Perché, in fondo, Patriarcato di Mosca e governo sono legati a doppio filo. Lo stesso Vladimir Putin, uno dei 2 milioni soldati dell’Armata Rossa rimandati a casa con la fine della Guerra Fredda, ha trovato conforto nella religione, si è trovato un padre spirituale, ha avviato un percorso di conversione. Il Patriarca Kirill ha seguito questo percorso di conversione, conosceva Putin dai tempi del Kgb, e si è mostrato a fianco a lui in più di una circostanza. Non è un segreto che il patriarcato ortodosso funga un po’ da “ministero degli Esteri ombra” di Putin.
Il quale ha sicuramente dato la luce verde all’incontro.
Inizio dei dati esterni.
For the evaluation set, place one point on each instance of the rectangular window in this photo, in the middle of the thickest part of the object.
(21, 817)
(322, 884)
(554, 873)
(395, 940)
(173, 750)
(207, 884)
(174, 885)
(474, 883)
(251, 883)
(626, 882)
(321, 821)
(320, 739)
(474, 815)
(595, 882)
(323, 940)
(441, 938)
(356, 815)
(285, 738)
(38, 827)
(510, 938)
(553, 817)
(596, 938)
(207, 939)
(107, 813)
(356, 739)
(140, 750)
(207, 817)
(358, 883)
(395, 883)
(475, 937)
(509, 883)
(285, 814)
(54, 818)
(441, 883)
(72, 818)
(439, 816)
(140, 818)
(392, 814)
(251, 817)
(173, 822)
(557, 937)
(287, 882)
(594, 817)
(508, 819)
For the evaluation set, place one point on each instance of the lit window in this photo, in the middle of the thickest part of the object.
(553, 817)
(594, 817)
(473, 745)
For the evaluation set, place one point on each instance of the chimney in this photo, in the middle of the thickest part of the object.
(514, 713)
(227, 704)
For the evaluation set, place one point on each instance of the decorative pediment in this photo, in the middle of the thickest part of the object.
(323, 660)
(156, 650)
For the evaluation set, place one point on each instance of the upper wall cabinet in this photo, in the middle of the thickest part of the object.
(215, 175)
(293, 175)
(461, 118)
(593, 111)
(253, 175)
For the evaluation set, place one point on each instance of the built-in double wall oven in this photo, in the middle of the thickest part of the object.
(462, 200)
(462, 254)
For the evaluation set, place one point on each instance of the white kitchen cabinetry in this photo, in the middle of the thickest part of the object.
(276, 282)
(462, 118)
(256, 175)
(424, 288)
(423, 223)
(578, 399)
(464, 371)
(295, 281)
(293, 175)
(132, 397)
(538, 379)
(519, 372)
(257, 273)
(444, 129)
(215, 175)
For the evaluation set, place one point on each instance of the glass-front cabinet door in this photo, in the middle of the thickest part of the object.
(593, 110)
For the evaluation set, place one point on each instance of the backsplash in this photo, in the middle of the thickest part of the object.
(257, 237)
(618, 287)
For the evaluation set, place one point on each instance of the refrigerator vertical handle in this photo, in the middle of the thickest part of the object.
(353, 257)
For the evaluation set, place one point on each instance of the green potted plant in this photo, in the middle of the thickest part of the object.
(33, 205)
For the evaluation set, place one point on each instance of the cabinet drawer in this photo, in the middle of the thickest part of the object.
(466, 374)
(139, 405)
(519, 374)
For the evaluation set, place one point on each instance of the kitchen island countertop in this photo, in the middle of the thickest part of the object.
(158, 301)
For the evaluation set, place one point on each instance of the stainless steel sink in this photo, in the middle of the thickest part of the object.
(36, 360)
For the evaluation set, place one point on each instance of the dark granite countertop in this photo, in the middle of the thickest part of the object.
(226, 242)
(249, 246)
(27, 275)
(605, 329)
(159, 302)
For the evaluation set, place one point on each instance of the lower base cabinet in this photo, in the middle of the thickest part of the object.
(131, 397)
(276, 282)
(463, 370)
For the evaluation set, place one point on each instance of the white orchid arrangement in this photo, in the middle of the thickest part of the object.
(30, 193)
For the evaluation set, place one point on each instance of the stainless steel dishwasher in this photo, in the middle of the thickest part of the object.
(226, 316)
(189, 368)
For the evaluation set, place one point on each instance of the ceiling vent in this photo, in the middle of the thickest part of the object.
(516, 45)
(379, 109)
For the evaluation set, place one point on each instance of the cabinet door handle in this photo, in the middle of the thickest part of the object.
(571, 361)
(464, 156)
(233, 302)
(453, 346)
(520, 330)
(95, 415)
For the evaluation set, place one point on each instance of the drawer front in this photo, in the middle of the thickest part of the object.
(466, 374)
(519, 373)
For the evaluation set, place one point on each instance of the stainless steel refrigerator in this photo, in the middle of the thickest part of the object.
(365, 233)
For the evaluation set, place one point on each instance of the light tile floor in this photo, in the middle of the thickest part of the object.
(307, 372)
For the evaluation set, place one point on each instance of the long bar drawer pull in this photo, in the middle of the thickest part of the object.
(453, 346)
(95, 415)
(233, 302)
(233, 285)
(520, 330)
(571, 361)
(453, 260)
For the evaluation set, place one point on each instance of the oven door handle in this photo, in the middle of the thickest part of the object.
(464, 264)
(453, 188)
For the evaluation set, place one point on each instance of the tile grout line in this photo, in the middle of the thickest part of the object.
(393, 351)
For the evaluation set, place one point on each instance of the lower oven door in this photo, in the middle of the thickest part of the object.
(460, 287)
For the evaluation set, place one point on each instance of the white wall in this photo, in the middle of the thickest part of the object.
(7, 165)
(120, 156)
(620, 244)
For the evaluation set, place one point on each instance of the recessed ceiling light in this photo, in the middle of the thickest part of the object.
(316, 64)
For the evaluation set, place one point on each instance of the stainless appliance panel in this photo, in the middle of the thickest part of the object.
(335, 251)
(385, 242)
Che tra l’altro avviene a Cuba, una delle ultime roccaforti comuniste, dove gli ortodossi tradizionalmente hanno avuto più influenza dei cattolici (che pure sono maggiori in numero) proprio per la vicinanza con l’Unione Sovietica.
Secondo alcuni osservatori, Kirill starebbe cercando di staccarsi dall’ombra di Putin, per diventare un leader globale riconosciuto e senza alcuna connotazione politico-territoriale. Per questo motivo, Kirill non avrebbe partecipato alla riunione in cui Putin annunciò a tutti, anche ai rappresentanti religiosi, che “la Crimea è nostra”: per mostrare un disaccordo con la politica espansionista di Putin.
Ma è anche vero che, con l’incontro, Kirill non fa un favore solo a se stesso, ma anche all’amministrazione russa, dando slancio all’intenzione di Putin di farsi promuovere come “difensore dei cristiani del Medioriente”.